Throughout the entire day, there was a feeling in the joint operations room of the army, the Shin Bet and the police in Jerusalem that there had been a drop in the motivation for violence. The Palestinian public, officials estimated, saw the Arab world intervening and pushing for an end to the crisis. The army removed two regiments. And then the Halamish massacre took place, and the army returned three regiments. At the moment, the volume of the IDF’s forces in the West Bank is similar to its volume on October 2015, when the knife intifada broke out.
Paradoxically, the state of affairs on the Palestinian street after the murder of the three Salomon family members points to a satisfied feeling of revenge, to a bloody account that has been settled. Israel believes, therefore, that the situation can be calmed down from this point. It shouldn’t be indifferent, however, and disregard the potential of a renewed flare-up, for example in the event of acts of revenge by extreme rightists.
IDF Chief of Staff Gadi Eisenkot, on his part, has instructed the army to prepare for a long deployment in Judea and Samaria, as well as for a possibility of calling up reserve forces to reinforce the regular forces when they resume training. In a visit to an IDF induction base, Eisenkot revealed that the current battle, according to the IDF’s definition, is different from the wave of stabbing attacks in 2015. It’s a struggle with a deep religious background, which has rules of its own and little restraining ability.

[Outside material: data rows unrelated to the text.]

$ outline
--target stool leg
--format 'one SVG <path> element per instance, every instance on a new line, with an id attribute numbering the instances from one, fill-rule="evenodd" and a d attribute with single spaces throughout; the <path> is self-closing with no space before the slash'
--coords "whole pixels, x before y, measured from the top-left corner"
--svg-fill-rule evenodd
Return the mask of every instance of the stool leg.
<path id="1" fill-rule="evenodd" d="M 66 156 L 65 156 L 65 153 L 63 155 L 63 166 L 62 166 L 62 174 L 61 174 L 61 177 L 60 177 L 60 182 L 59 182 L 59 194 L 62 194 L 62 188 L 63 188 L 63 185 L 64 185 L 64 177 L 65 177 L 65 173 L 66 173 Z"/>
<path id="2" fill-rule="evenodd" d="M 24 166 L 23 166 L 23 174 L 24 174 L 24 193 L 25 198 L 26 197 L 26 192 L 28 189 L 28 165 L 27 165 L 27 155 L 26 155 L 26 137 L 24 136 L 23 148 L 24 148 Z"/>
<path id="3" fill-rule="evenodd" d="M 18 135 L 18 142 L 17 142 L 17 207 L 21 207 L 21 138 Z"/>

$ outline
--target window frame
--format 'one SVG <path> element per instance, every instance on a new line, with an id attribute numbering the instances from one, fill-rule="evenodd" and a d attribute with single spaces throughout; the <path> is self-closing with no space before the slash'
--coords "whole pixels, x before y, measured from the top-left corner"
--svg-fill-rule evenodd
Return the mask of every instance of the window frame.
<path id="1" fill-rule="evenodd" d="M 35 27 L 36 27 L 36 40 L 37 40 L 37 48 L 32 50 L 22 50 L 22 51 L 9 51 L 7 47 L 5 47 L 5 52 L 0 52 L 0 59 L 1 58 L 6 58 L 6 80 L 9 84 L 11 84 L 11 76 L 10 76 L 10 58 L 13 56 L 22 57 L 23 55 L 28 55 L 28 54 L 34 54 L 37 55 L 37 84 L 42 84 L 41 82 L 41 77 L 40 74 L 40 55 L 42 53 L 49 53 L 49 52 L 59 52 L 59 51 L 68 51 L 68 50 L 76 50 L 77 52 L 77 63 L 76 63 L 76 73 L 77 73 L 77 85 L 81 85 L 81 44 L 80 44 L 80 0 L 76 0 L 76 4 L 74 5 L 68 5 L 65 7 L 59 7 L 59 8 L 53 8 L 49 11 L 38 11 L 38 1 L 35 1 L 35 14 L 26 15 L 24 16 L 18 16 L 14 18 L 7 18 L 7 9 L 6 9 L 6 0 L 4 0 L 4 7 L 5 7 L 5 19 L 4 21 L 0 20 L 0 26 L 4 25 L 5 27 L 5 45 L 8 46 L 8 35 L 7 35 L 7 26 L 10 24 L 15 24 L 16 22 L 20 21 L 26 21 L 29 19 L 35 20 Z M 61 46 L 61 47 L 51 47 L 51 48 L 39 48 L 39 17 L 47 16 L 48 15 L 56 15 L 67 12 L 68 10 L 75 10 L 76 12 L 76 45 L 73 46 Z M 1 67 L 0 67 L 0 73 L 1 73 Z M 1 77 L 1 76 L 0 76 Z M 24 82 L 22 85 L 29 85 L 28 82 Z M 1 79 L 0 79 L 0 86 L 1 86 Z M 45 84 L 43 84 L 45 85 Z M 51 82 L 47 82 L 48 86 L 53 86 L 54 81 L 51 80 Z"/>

The key for solving the crisis is in Abdullah’s pocket: He pays the Waqf’s salaries, he has people of his own at the Temple Mount, he can guide them and he can fire each and every one of them. Abdullah, on his part, was ready to let the security guard go, but he has no interest in getting into too much trouble with the Jordanian street and parliament. The relations between the security services are one thing, and fixing Israel’s mistakes at the Temple Mount are another thing.
The third angle, which Israel has chosen to erase from people’s consciousness and refuse to see as a partner for any agreement or purpose, is missing here: Palestinian President Abbas. Israel is expressively ignoring him, as well as disregarding his threats to cut security ties with the Israelis.
The solution is now in the leaders’ hands. Trump couldn’t care less about all of this. He has no intention of presenting any demands to Israel. On the contrary. The White House congratulated Netanyahu on the wise decisions he made. The other leaders—in Israel, in Jordan and in the PA—are in a catch-22 situation. Three unadventurous leaders are forced to dig their heels in against their own will, because they are afraid of the radicals in their society. And this is where things stand.